Maybe I'll try some day to add FreeBSD to the Windows boot manager.


----------



## SirDice (Apr 15, 2020)

asteriskRoss said:


> It might be possible to configure your BIOS to load boot1.efi or loader.efi from the EFI partition, which would allow you to select it as a boot option on startup (probably by pressing a function key during startup) without installing a separate boot manager.


That's were efibootmgr(8)  comes in. 

Assuming ada0p1 is the efi partition, you need to mount it first; `mount -t msdosfs /dev/ada0p1 /mnt` (just temporary)
Then something like `efibootmgr -c -l /mnt/EFI/BOOT/BOOTX64.EFI -L FreeBSD` will add a _new_ EFI  boot  option named "FreeBSD" which is started from EFI/BOOT/BOOTX64.EFI. I needed to do this for a machine that simply didn't want to EFI boot. Apparently my machine had a bunch of old installs still registered and I needed to clean that up first. Then added the correct entry for FreeBSD and now it EFI boots just fine.

I haven't tried this with boot1.efi or loader.efi but I see no reason why this won't work (assuming those files are proper EFI executables).  
`efibootmgr -c -l /mnt/EFI/BOOT/loader.efi -L FreeBSD-loader` for  example. Make sure to copy that loader.efi file to the EFI partition, in the specified location. You can add multiple entries, each pointing to a different EFI executable (and using a different label).

The efi partition is actually FAT32, which is not case-sensitive.  So the exact case of the files in the efi partition doesn't matter.


----------



## mickey (Apr 16, 2020)

In my dual boot FreeBSD/Windows 10 setup I first used windows' `BCDEDIT` tool to add an entry for FreeBSD that enabled me to use the mainboard's integrated boot menu (activated by pressing F12 at the right moment) to boot into FreeBSD, otherwise it would just go ahead and boot into Windows 10. That was working ok for a while but did not seem like a real solution, also I think that at least once something got messed up after some major windows update. Eventually I installed reFind boot manager and never looked back.
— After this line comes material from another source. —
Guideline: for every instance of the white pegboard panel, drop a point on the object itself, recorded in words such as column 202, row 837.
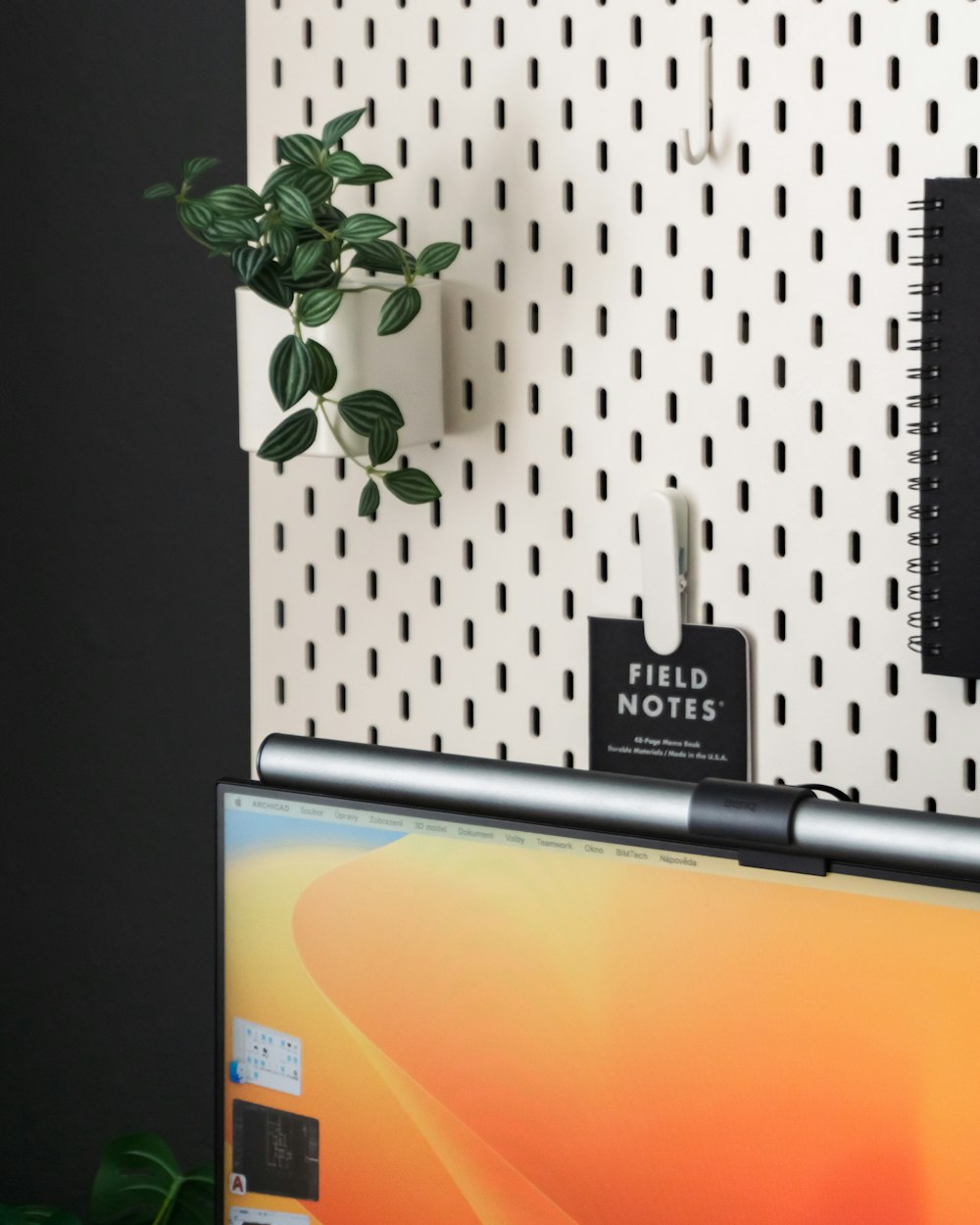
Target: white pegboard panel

It automatically finds installed boot loaders and even chooses appropriate icons for those, you can have your own background image, icons and configure various options to your liking. I also installed an EFI version of memtest86 on the EFI partition, so it can be run directly from the boot menu.

To boot FreeBSD I installed a copy of /boot/loader.efi to the EFI partition as \EFI\FreeBSD\loader.efi. Previously I had used /boot/boot1.efi instead, but there have been some issues with screen resolution/GOP mode.


----------



## micski (Aug 4, 2020)

weberjn said:


> The other day I installed FreeBSD 12.1 on my old ThinkPad E130 beside Windows 10, using the FreeBSD installer.
> BIOS lets me choose a partition on boot. This works fine, I only have to be quick not to miss the moment to press Enter to enter BIOS, else Windows gets started.



Do you have separate post about, how you did this?  I have an X260, that has Windows 10 preinstalled. I would like to install FreeBSD and have both systems on the boot menu.


----------